Expanding on the “Sword and Shield” analogy from last week’s discussion

Last week I used the analogy of a sword and a shield to describe the role of valuation standards in family law. I’ve had a few observations about that phrase, so here’s why I find it a useful way to explain what superior valuation practice actually provides solicitors and their clients.

When I talk about the International Valuation Standards (IVS) being both a sword and a shield, I mean this:

  • The shield: IVS protects your client and your instructions by ensuring the valuation is defensible; not just logical in theory, but anchored by well-defined methods and processes. It is these professional standards the Court recognises. It guards against the many bogus “rules-of thumb” and ad-hoc assumptions that populate fast-tracked and cheap documents. Sloppy and downright illogical interpretations, incorrect scope, and unsupported opinions can all be dismantled in cross-examination; adherence to the framework contained within the iVS eliminates that risk.
  • The sword: Adherence to a common body of knowledge “the standards” gives you and your expert a defensible and logical framework to challenge other evidence where that evidence is weak, unfounded, or based on shortcuts. A valuation built on rigorous standards can cut through attempts to replace scientific appraisal with  fabricated “rules of thumb” and expose assumptions and hypotheses  that aren’t supported by the facts.

This matters in family law because courts do not decide property pool valuation disputes based on formulas; they decide them based on the quality of evidence and reasoning.

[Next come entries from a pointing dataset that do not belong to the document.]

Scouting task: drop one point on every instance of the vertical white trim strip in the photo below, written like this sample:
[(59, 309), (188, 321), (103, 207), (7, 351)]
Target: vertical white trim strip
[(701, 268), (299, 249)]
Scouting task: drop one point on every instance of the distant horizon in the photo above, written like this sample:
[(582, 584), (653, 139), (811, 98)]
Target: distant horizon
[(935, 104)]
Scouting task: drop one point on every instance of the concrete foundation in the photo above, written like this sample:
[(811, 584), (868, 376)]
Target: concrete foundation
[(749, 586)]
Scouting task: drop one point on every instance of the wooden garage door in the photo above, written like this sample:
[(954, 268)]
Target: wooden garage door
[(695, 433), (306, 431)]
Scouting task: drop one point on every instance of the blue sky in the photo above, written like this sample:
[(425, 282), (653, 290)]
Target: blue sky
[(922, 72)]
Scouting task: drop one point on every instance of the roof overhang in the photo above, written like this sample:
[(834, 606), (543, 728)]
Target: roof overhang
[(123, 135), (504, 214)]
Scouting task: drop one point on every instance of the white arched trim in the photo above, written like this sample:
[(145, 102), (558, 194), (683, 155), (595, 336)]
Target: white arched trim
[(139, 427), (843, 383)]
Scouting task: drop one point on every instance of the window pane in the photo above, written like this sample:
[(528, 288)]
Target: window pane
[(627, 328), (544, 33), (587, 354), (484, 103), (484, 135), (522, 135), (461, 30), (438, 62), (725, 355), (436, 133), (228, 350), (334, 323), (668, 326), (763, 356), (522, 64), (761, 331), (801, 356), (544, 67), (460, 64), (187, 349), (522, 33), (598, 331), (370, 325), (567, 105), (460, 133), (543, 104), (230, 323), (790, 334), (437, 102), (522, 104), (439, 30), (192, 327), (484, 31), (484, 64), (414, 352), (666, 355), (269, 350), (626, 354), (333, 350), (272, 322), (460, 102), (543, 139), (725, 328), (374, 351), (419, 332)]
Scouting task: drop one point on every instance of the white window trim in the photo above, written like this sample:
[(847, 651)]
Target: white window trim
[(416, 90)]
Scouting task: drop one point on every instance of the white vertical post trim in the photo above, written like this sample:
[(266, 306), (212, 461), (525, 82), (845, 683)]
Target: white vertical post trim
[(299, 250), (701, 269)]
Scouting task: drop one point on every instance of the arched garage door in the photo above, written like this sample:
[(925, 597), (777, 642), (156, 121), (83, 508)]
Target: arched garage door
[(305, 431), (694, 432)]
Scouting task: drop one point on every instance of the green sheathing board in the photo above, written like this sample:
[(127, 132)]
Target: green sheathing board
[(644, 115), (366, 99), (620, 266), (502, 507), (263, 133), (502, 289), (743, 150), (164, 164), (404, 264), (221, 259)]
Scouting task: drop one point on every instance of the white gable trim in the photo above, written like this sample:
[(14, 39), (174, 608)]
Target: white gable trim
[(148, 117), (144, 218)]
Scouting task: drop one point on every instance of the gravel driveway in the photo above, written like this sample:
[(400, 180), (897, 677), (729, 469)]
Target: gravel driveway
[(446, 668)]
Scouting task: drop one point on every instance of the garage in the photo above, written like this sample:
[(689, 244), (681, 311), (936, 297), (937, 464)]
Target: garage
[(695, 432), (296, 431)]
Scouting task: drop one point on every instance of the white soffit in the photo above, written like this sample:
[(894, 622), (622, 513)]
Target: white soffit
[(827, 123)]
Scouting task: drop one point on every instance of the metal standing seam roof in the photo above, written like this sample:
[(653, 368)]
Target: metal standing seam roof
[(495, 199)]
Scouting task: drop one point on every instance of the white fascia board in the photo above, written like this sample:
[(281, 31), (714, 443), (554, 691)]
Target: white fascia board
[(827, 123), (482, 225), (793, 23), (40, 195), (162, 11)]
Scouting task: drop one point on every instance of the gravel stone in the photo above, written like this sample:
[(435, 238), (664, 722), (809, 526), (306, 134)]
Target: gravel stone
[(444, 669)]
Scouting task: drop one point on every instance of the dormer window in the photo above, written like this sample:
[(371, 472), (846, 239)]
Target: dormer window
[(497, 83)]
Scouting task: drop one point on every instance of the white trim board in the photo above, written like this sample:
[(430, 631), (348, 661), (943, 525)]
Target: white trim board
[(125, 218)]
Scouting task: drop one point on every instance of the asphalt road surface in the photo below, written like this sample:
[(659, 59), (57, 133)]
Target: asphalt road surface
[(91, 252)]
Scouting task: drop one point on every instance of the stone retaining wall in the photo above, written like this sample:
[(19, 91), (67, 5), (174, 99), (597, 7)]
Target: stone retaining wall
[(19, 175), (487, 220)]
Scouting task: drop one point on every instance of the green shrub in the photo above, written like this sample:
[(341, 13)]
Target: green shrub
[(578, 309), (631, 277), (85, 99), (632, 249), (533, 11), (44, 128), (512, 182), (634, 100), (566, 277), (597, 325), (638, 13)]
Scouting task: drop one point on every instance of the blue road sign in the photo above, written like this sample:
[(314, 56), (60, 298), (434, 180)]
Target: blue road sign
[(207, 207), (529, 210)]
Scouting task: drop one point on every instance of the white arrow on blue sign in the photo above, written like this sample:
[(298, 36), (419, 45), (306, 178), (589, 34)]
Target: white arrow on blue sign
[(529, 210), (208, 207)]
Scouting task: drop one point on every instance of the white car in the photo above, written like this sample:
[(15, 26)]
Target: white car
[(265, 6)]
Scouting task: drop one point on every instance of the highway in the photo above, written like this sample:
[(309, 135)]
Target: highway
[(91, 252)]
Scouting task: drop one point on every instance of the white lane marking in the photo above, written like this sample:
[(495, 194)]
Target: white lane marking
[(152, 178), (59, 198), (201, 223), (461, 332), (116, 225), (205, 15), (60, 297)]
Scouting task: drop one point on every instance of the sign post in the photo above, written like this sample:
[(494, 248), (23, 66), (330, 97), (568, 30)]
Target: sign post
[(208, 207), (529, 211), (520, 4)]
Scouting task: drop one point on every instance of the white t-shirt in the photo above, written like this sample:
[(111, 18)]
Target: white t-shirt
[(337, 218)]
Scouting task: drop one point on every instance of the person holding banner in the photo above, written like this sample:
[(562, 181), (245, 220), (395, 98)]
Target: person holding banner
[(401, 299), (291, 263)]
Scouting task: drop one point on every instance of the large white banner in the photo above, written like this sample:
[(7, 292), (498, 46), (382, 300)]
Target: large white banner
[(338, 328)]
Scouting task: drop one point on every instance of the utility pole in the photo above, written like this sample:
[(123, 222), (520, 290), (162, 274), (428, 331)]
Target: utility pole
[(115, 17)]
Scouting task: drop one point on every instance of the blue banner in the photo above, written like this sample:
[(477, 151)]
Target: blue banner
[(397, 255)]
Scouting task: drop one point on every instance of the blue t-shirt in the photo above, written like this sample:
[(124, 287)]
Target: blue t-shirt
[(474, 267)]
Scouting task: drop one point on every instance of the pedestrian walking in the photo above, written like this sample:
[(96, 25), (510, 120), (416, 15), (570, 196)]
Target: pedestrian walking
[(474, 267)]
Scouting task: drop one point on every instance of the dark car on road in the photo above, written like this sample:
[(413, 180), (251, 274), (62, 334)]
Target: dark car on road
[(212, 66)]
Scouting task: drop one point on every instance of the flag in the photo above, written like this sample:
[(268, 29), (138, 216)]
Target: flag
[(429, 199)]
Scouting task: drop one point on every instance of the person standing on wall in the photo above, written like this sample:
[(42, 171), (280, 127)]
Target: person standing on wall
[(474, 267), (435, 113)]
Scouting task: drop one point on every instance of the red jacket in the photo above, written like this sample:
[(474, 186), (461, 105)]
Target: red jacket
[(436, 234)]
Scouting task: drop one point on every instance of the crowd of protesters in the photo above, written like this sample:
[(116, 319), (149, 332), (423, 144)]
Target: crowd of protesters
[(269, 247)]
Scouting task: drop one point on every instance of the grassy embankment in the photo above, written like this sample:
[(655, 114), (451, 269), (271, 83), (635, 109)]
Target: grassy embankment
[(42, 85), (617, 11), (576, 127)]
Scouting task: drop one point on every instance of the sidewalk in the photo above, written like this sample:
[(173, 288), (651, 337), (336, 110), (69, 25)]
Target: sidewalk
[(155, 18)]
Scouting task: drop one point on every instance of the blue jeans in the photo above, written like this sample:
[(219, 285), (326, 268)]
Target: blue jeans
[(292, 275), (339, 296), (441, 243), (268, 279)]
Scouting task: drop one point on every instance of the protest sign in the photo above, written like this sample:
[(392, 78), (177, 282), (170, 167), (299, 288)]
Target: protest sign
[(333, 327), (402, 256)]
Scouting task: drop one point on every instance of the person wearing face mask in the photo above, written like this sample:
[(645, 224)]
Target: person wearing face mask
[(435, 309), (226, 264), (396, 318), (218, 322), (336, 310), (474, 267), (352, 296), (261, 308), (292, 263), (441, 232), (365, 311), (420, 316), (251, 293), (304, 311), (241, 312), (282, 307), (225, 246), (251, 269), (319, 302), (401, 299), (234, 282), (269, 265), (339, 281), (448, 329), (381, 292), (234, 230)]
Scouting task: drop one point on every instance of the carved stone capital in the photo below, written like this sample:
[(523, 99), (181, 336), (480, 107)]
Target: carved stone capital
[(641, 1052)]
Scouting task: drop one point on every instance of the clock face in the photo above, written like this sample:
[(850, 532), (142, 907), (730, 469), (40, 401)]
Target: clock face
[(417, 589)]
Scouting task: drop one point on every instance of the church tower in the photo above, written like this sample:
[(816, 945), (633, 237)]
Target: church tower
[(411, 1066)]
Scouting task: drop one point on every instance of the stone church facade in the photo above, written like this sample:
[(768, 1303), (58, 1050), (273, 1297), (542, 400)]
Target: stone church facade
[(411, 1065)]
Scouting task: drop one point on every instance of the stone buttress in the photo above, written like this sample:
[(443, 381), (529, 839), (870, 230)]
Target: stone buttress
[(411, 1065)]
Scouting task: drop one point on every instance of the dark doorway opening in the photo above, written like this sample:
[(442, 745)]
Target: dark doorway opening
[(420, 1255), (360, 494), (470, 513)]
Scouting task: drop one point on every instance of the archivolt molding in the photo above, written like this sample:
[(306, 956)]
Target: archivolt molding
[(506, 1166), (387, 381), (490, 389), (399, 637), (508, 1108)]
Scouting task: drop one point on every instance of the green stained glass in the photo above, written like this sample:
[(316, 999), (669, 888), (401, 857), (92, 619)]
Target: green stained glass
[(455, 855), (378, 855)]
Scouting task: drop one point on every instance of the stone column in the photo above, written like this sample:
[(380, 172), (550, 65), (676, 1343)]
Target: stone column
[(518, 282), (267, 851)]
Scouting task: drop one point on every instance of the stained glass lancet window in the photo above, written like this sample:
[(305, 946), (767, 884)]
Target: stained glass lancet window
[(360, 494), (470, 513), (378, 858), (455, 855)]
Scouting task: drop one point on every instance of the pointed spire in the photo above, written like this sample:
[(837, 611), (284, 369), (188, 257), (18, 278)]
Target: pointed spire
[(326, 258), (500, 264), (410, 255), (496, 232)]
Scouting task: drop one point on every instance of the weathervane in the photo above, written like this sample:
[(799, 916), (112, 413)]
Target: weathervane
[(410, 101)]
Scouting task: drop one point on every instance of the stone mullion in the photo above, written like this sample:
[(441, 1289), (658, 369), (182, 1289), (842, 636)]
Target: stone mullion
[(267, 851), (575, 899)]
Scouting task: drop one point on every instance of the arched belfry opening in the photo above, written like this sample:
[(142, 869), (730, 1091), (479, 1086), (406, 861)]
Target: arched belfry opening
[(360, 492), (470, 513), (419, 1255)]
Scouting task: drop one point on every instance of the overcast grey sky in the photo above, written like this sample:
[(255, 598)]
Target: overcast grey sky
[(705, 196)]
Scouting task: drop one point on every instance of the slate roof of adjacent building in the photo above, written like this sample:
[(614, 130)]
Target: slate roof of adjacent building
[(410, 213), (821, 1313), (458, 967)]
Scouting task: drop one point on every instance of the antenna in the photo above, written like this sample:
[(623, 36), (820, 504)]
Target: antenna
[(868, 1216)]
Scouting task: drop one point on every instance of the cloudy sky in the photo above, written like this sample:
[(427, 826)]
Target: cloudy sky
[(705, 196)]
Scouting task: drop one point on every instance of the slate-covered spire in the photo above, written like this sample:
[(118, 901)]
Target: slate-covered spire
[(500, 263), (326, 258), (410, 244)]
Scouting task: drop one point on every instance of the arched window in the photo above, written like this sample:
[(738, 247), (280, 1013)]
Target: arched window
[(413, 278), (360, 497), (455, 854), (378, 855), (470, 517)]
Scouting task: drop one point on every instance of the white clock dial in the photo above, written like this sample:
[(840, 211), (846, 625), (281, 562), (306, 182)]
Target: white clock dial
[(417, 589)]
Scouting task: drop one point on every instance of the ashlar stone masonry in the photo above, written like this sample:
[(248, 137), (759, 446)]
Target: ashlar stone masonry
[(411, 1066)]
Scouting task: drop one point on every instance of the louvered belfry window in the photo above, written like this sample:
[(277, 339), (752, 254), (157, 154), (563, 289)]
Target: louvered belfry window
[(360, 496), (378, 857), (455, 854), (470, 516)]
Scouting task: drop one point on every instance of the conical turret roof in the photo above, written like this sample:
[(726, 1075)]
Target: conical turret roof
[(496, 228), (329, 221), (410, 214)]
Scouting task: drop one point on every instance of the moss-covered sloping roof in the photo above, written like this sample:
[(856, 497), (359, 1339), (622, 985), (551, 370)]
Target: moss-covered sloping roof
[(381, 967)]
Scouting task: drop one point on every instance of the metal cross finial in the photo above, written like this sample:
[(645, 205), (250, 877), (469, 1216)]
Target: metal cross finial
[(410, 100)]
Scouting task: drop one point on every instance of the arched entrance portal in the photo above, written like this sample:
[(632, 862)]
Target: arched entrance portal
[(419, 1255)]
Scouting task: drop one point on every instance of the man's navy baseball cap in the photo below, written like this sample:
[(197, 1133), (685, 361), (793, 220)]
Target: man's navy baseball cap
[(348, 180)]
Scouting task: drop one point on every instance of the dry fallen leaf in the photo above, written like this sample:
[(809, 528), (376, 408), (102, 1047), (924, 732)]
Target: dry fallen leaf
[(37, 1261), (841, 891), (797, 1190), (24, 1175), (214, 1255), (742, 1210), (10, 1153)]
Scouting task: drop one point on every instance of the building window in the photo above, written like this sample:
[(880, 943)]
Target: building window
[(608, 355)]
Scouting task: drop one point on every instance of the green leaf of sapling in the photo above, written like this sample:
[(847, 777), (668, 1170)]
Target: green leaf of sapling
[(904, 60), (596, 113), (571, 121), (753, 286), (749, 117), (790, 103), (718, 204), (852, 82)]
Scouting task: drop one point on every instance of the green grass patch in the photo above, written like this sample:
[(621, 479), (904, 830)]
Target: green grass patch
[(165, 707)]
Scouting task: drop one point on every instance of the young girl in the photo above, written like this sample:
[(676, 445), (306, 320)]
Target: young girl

Here’s what the analogy looks like in practice:

Standards Are Not Templates — They Are Discipline

App-driven valuation tools and off-the-shelf methodologies are neither sword nor shield. They often produce numbers without a disciplined explanation of underpinning assumptions, or a recognised basis of value, premise of value and often – complete ignorance of the specific interest being valued.

A compliant IVS-aligned valuation is different because it forces clarity on:

  • What interest is being valued? (e.g., control rights, minority entitlements)
  • What benefits are provable and sustainable?
  • What facts support the adjustments made?
  • Which assumptions are required, and are they reasonable in the circumstances?

Any app can surely spit out a number because that is what they are coded to do. A standards-aligned valuation explains why that number holds up under scrutiny.

Experience and Maturity Make the Sword Sharper

The shield exists only if you know how to hold it. Likewise, the sword is only effective if the wielder understands how to use it.

That’s where experience and qualifications matter:

  • A mature valuer knows which commercial facts matter most (again context, control, access to benefit, earnings sustainability against industry benchmarks).
  • They know where shortcuts are most likely to lead to errors and dispute (related-party arrangements, informal tenure, personal goodwill).
  • They can frame the valuation evidence in a way that anticipates and reconciles the questions the Court and opposing counsel will ask.

Practical Takeaways for Solicitors

If you are instructing a valuer in a family law matter, ask:

  • Will the valuation be explicitly aligned to IVS (or a recognised standard)?
  • Does the valuer understand and report clearly the instructions on basis, premise and interest being valued?
  • Has the valuer assisted with purpose, approach, documented all assumptions and where they both came from and how they impact value?
  • Can the valuer justify adjustments with provable facts, not apps or rules of thumb, and does the math add up?

These are not academic questions — they’re the difference between a valuation that survives testing and one that crumbles.

In summary:

IVS gives you a shield that protects the valuation evidence, and a sword that you can use to challenge inferior expert evidence. But the tools only work in the hands of someone who understands how to apply them, how to uncover the relevant facts, and how to present them clearly to a Court.

That’s where expert judgement — not apps — adds real value.